6. A system for image-based remote sensing of crop plants, the system including an aerial data acquisition system with:

an unmanned/uncrewed aerial vehicle (UAV); and

a multispectral camera mounted to the UAV for acquiring multispectral images of the crop plants,

the system further including a computing system configured to perform a data-processing method including:

mosaicking the multispectral images together using a structure-from-motion (SfM) method to produce: a multispectral orthomosaic reflectance map of the crop plants, a digital surface model (DSM) of the crop plants, and a digital terrain model (DTM) of the crop plants;

determining a crop height model (CHM) representing the crop plants in three dimensions (3D) from a fusion of the DSM and the DTM;

determining an optimized soil adjusted vegetation index (OSAVI) based on the multispectral orthomosaic reflectance map; and

determining a measurement of biomass of the crop plants by comparing the CHM and the OSAVI, including:

determining crop volume (CV) through a fusion of CHM and crop coverage (CC) to measure entire volume of the standing crop to model dry weight (DW) biomass, and/or

modelling fresh weight (FW) biomass through a fusion of CV and vegetation indices (VIs).

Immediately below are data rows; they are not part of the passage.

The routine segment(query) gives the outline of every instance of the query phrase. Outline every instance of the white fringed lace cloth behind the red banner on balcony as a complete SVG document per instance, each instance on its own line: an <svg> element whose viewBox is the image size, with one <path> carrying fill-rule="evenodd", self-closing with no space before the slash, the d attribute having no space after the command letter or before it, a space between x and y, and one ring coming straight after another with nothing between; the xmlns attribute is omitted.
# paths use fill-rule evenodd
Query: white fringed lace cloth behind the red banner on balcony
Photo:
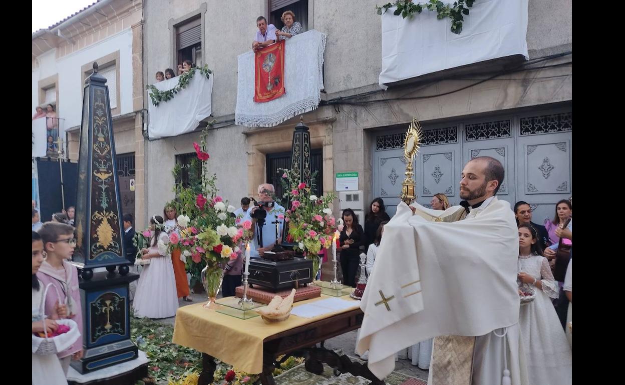
<svg viewBox="0 0 625 385"><path fill-rule="evenodd" d="M323 87L323 54L326 35L304 32L287 39L284 46L284 90L269 102L254 102L254 52L239 55L234 124L274 127L295 115L317 108Z"/></svg>

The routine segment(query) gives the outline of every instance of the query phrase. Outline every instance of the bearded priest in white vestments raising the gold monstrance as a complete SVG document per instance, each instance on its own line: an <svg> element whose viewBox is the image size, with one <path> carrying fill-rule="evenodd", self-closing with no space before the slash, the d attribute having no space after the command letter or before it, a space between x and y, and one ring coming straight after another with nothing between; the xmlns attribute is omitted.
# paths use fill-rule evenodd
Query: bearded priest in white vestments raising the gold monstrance
<svg viewBox="0 0 625 385"><path fill-rule="evenodd" d="M517 225L510 204L494 196L503 177L498 160L477 157L462 170L461 206L397 206L362 297L356 343L359 353L369 350L377 378L392 372L397 351L436 337L428 385L527 385Z"/></svg>

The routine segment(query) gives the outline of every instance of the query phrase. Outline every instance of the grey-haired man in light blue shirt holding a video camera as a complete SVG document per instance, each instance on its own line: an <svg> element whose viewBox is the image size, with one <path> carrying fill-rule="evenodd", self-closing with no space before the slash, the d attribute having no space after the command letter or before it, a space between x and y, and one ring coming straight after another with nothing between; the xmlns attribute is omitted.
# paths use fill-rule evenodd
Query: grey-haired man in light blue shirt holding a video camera
<svg viewBox="0 0 625 385"><path fill-rule="evenodd" d="M274 186L269 183L263 183L262 185L259 185L258 186L258 203L259 204L268 203L268 202L274 203L274 199L272 198L272 195L275 192L276 190ZM269 205L271 205L271 203L269 203ZM256 214L257 210L265 210L266 217L264 218L264 221L262 219L257 218L259 217L259 215ZM258 205L250 205L249 209L247 209L244 220L249 219L252 221L252 231L254 233L252 237L253 241L252 241L251 250L250 250L250 256L252 258L258 258L260 256L259 253L263 253L264 251L271 250L271 248L274 246L274 243L276 243L276 225L273 222L276 222L276 218L280 214L284 215L284 207L282 207L281 205L277 203L274 203L273 207L267 207L266 205L263 205L262 208L259 208ZM284 219L278 219L278 220L280 221L279 229L278 229L278 237L279 237L278 243L279 243L280 240L282 239ZM262 247L258 243L259 227L261 223L262 223L262 231L261 231Z"/></svg>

7. Machine-readable storage media including machine readable instructions that, when executed by a computing system, perform a data-processing method including:

mosaicking multispectral images of crop plants together using a structure-from-motion (SfM) method to produce: a multispectral orthomosaic reflectance map of the crop plants, a digital surface model (DSM) of the crop plants, and a digital terrain model (DTM) of the crop plants;

determining a crop height model (CHM) representing the crop plants in three dimensions (3D) from a fusion of the DSM and the DTM;

determining an optimized soil adjusted vegetation index (OSAVI) based on the multispectral orthomosaic reflectance map; and

determining a measurement of biomass of the crop plants by comparing the CHM and the OSAVI, including: determining crop volume (CV) through a fusion of CHM and crop coverage (CC) to measure entire volume of the standing crop to model dry weight (DW) biomass, and/or modelling fresh weight (FW) biomass through a fusion of CV and vegetation indices (VIs).

8. (canceled)

9. (canceled)

10. (canceled)

11. (canceled)

12. (canceled)

13. (canceled)

14. (canceled)

15. (canceled)

16. (canceled)

17. (canceled)

18. The method of claim 4, wherein the fusion of the OSAVI and the CHM includes a pixel-wise product of the OSAVI and the CHM.

19. The method of claim 4, wherein any one or more of the following applies:

i) the CC is in the form of a CC layer;

ii) the OSAVI is in the form of an OSAVI layer; and

iii) the CHM is in the form of a CHM layer.

20. The method of claim 4, wherein the OSAVI is in the form of an OSAVI layer, the CHM is in the form of a CHM layer, and the CC is in the form of a CC layer, wherein the fusion of the OSAVI and the CHM includes a pixel-wise product of the OSAVI layer and the CHM layer.